= Lili Bita =

Greek-American writer

Lili Bita, or Lili Bita Zaller, was a Greek-American author, poet, translator, artist and drama teacher.

==Biography==
Lili Bita was born on the island of Zante (Zakynthos). She graduated from the Greek Conservatory of Athens and the Athens School of Drama, and performed on the Athens stage and with leading Greek repertory companies.
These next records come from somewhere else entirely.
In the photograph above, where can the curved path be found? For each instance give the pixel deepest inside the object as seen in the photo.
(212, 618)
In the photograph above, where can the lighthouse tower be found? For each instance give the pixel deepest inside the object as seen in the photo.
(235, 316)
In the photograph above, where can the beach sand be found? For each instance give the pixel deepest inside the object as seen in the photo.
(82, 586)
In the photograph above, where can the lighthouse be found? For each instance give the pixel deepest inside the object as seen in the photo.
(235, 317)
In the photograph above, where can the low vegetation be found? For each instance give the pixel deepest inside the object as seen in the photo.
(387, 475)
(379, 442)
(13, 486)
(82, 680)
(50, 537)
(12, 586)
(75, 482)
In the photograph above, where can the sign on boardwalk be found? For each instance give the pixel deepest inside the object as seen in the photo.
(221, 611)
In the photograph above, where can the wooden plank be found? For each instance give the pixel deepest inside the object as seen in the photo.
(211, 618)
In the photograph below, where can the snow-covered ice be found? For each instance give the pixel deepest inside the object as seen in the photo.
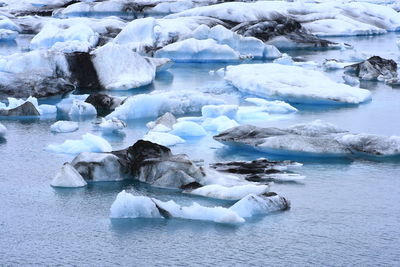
(293, 84)
(98, 166)
(111, 125)
(68, 176)
(165, 139)
(64, 126)
(230, 193)
(127, 205)
(3, 130)
(80, 108)
(157, 103)
(188, 129)
(88, 143)
(51, 35)
(119, 68)
(314, 139)
(252, 205)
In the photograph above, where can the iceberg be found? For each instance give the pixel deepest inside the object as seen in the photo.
(111, 125)
(193, 50)
(330, 18)
(80, 108)
(157, 103)
(127, 205)
(89, 143)
(292, 84)
(119, 68)
(260, 170)
(229, 193)
(163, 123)
(68, 176)
(314, 139)
(165, 139)
(213, 111)
(64, 126)
(8, 35)
(374, 68)
(252, 204)
(188, 129)
(51, 35)
(37, 73)
(3, 130)
(98, 166)
(219, 124)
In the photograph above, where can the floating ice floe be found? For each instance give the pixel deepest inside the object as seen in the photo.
(315, 139)
(127, 205)
(219, 124)
(80, 108)
(161, 138)
(26, 107)
(127, 9)
(229, 193)
(88, 143)
(8, 35)
(252, 204)
(157, 103)
(188, 129)
(52, 35)
(98, 167)
(292, 84)
(111, 125)
(36, 73)
(68, 176)
(193, 50)
(374, 68)
(163, 123)
(331, 18)
(261, 170)
(3, 130)
(118, 67)
(103, 103)
(64, 126)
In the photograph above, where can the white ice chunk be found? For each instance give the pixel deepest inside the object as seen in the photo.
(88, 143)
(64, 126)
(230, 193)
(127, 205)
(213, 111)
(219, 124)
(188, 129)
(194, 50)
(119, 68)
(47, 109)
(293, 84)
(275, 106)
(112, 125)
(158, 103)
(165, 139)
(3, 130)
(80, 108)
(259, 205)
(8, 35)
(68, 176)
(52, 34)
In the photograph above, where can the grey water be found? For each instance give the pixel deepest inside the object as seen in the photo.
(346, 212)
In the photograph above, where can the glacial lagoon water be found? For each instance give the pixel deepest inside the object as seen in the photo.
(346, 212)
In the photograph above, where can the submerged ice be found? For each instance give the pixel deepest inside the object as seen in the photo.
(316, 138)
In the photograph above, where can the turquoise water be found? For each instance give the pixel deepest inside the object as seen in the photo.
(346, 212)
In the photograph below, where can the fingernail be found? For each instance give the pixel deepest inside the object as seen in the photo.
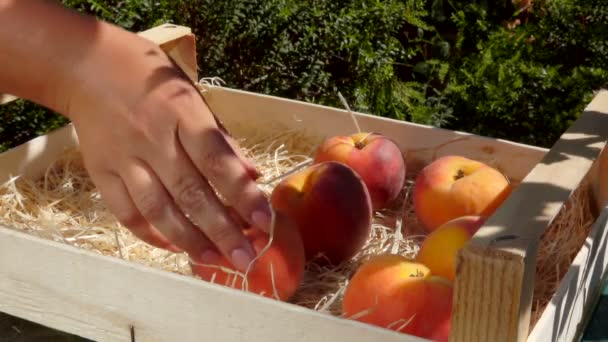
(210, 257)
(241, 259)
(261, 217)
(174, 249)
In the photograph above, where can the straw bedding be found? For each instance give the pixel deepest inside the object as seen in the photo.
(64, 206)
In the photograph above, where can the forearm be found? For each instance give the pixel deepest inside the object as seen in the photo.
(49, 52)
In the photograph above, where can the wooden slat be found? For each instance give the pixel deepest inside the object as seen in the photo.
(419, 142)
(495, 273)
(101, 298)
(566, 315)
(177, 41)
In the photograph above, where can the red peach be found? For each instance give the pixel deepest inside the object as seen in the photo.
(375, 157)
(331, 207)
(455, 186)
(280, 267)
(397, 293)
(439, 248)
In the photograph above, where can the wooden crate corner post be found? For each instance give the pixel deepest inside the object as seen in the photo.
(495, 273)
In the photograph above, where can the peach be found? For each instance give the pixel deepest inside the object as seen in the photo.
(280, 267)
(394, 292)
(376, 158)
(439, 248)
(331, 207)
(454, 186)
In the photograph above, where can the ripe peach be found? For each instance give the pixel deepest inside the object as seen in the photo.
(331, 207)
(280, 267)
(439, 248)
(394, 292)
(454, 186)
(376, 158)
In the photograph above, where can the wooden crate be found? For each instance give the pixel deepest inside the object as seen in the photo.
(108, 299)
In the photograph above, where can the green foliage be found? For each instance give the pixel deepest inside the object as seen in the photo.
(486, 67)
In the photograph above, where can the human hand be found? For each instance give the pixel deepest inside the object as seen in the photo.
(153, 148)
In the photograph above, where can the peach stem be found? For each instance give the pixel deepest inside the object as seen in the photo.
(349, 112)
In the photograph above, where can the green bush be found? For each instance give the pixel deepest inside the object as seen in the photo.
(450, 63)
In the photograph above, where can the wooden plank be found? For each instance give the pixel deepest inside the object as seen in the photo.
(570, 306)
(420, 142)
(101, 298)
(32, 158)
(493, 305)
(177, 41)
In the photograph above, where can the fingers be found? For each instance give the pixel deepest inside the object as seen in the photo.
(156, 206)
(212, 154)
(194, 196)
(117, 198)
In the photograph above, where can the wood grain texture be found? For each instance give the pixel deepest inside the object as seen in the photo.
(566, 314)
(101, 297)
(420, 143)
(177, 42)
(516, 227)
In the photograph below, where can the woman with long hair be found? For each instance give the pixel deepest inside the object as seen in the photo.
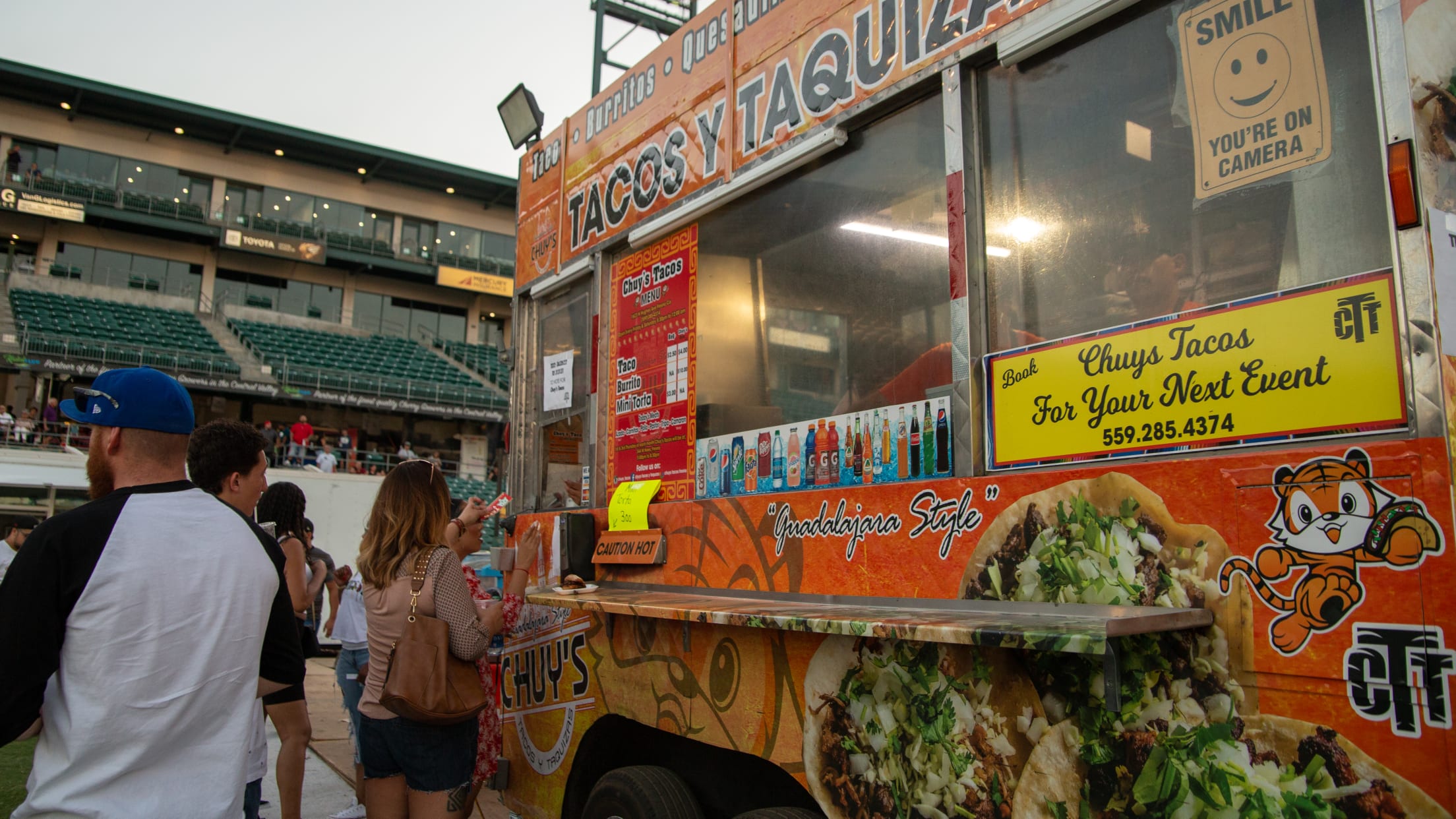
(464, 537)
(283, 506)
(415, 770)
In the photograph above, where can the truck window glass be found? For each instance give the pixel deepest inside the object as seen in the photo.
(828, 290)
(1089, 203)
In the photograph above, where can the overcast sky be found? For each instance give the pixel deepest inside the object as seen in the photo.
(421, 76)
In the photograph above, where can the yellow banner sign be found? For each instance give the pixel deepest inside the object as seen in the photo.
(487, 283)
(1315, 362)
(1257, 92)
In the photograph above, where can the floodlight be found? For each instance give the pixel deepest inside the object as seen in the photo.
(520, 115)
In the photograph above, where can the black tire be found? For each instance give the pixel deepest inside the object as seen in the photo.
(641, 792)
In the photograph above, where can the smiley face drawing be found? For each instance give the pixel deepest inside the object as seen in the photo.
(1251, 76)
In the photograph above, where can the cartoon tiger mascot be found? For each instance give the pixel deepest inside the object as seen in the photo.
(1331, 519)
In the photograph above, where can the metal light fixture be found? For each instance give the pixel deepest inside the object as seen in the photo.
(522, 117)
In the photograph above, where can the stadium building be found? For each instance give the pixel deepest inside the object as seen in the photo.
(276, 272)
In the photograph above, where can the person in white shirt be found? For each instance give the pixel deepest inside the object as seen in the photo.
(19, 531)
(325, 461)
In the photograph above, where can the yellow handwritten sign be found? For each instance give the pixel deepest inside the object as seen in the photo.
(487, 283)
(1257, 92)
(1320, 360)
(626, 512)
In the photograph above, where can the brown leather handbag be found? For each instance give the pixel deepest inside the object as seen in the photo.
(424, 681)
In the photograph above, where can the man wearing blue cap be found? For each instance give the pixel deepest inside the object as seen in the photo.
(142, 707)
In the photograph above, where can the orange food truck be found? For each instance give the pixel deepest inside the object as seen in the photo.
(993, 408)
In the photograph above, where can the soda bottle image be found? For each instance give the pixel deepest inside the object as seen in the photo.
(811, 458)
(928, 449)
(794, 467)
(714, 467)
(901, 456)
(822, 474)
(915, 443)
(942, 442)
(834, 455)
(778, 461)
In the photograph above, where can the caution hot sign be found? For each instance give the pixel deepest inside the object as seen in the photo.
(1257, 92)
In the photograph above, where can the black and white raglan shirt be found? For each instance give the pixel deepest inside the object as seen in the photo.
(137, 627)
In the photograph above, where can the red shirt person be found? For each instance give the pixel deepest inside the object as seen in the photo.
(299, 445)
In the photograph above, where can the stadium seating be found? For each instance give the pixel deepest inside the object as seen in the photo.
(479, 357)
(115, 332)
(382, 365)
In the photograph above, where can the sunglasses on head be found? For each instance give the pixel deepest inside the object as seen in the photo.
(85, 396)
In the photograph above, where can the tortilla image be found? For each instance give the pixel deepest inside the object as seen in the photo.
(900, 727)
(1282, 754)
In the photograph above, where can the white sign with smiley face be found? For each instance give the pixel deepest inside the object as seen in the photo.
(1257, 91)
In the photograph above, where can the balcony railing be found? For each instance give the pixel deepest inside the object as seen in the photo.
(121, 355)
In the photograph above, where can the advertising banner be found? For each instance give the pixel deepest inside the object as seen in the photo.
(274, 245)
(1257, 91)
(1317, 360)
(537, 209)
(1325, 682)
(877, 446)
(797, 65)
(653, 137)
(653, 353)
(487, 283)
(43, 204)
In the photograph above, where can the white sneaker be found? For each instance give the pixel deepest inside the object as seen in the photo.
(351, 812)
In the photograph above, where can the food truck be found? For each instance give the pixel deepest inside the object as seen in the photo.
(993, 408)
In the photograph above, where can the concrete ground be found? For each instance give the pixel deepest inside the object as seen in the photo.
(328, 775)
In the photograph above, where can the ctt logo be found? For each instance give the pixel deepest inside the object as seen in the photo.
(1389, 663)
(1356, 317)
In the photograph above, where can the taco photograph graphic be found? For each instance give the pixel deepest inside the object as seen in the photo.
(916, 731)
(1107, 539)
(1260, 766)
(1331, 522)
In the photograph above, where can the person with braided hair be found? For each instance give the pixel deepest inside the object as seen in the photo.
(283, 506)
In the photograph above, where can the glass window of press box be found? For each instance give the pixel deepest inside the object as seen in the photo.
(1089, 206)
(828, 292)
(127, 272)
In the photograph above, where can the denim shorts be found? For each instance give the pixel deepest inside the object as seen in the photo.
(433, 758)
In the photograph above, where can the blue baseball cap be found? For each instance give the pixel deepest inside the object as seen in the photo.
(137, 398)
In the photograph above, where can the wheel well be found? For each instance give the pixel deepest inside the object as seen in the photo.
(717, 775)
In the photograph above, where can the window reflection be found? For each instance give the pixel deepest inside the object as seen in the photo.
(829, 290)
(1091, 216)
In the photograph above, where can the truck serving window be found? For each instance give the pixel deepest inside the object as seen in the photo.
(828, 292)
(1091, 179)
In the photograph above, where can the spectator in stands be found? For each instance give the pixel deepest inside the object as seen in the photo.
(21, 530)
(347, 624)
(464, 538)
(228, 460)
(300, 433)
(138, 716)
(318, 556)
(283, 506)
(325, 461)
(414, 768)
(25, 426)
(270, 442)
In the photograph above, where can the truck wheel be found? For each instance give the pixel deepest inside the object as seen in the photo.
(640, 792)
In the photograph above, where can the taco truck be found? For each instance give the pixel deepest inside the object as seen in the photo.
(993, 408)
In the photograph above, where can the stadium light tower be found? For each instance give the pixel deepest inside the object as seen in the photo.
(659, 16)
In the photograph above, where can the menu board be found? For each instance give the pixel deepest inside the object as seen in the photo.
(1321, 360)
(653, 349)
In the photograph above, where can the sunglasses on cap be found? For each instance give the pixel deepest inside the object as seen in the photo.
(85, 396)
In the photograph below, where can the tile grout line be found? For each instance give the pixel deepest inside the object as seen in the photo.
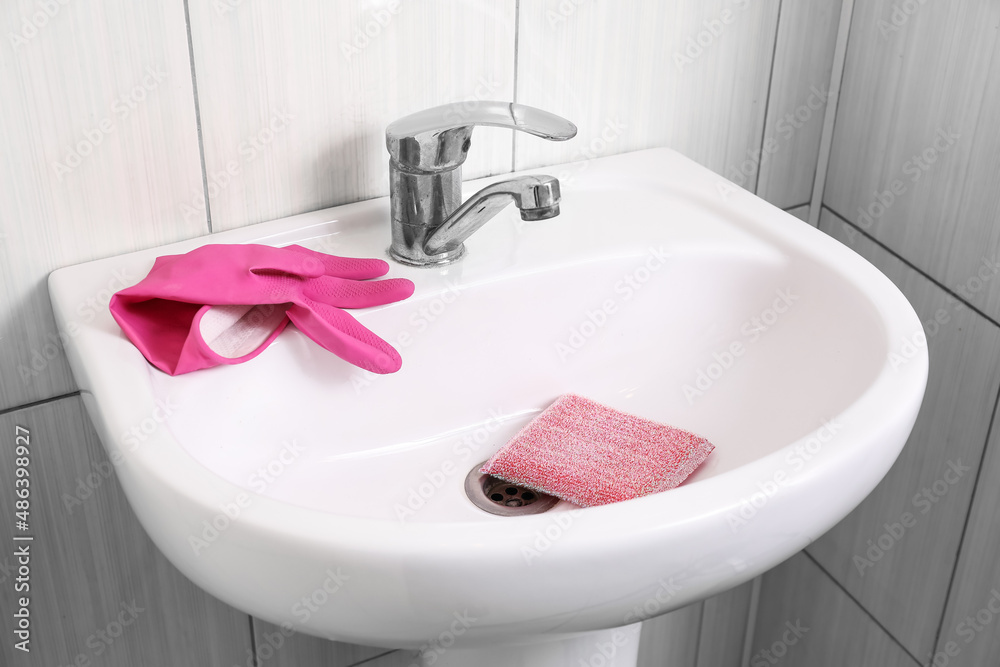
(34, 404)
(965, 526)
(197, 119)
(861, 607)
(829, 119)
(751, 626)
(697, 644)
(914, 267)
(253, 641)
(767, 99)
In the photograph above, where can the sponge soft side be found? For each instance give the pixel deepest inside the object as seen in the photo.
(590, 454)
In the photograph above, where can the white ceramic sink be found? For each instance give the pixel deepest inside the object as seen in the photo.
(337, 496)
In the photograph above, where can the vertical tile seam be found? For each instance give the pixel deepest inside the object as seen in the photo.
(197, 118)
(913, 266)
(830, 118)
(965, 526)
(770, 89)
(751, 626)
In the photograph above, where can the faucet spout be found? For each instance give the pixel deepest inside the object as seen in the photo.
(537, 197)
(426, 153)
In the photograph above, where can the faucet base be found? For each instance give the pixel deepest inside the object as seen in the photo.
(415, 257)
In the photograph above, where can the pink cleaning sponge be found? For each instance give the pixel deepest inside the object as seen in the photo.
(590, 454)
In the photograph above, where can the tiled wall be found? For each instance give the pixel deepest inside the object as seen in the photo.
(914, 186)
(133, 123)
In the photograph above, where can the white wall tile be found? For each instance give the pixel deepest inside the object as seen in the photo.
(904, 583)
(797, 103)
(99, 141)
(295, 97)
(631, 75)
(915, 150)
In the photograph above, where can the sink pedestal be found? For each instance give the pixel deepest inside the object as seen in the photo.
(617, 647)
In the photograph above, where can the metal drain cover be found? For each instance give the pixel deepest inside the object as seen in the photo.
(496, 496)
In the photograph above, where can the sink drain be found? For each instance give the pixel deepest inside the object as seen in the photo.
(496, 496)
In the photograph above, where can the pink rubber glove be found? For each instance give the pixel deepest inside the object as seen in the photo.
(223, 304)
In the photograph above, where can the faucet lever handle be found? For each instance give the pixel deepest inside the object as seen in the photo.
(438, 139)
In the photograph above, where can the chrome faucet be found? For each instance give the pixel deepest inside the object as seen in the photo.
(427, 149)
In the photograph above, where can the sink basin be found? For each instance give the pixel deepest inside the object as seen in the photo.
(305, 491)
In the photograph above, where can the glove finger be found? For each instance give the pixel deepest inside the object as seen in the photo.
(356, 294)
(338, 332)
(345, 267)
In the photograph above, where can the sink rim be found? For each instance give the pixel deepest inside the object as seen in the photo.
(890, 402)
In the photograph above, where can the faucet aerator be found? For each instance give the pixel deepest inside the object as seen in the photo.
(540, 213)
In 1957 she emigrated to the Federal Republic of West Germany, and in 1959 to the United States, becoming a naturalized citizen in 1969. She earned an M.A in drama from the University of Miami in 1978.

Bita pursued a dual career in the United States as actress and author, notably with her one-woman shows "The Greek Woman Through the Ages" and "Freedom or Death". She taught at numerous American universities, most recently at Villanova University (1989–91). In 1987-88 she was Artist in Residence at Drexel University. In 1995 she toured India, as a member of the International Foundation “European Art Center-EUARCE”, under the auspices of the Greek government, and returned there as part of the World Shakespeare Conference in 2002.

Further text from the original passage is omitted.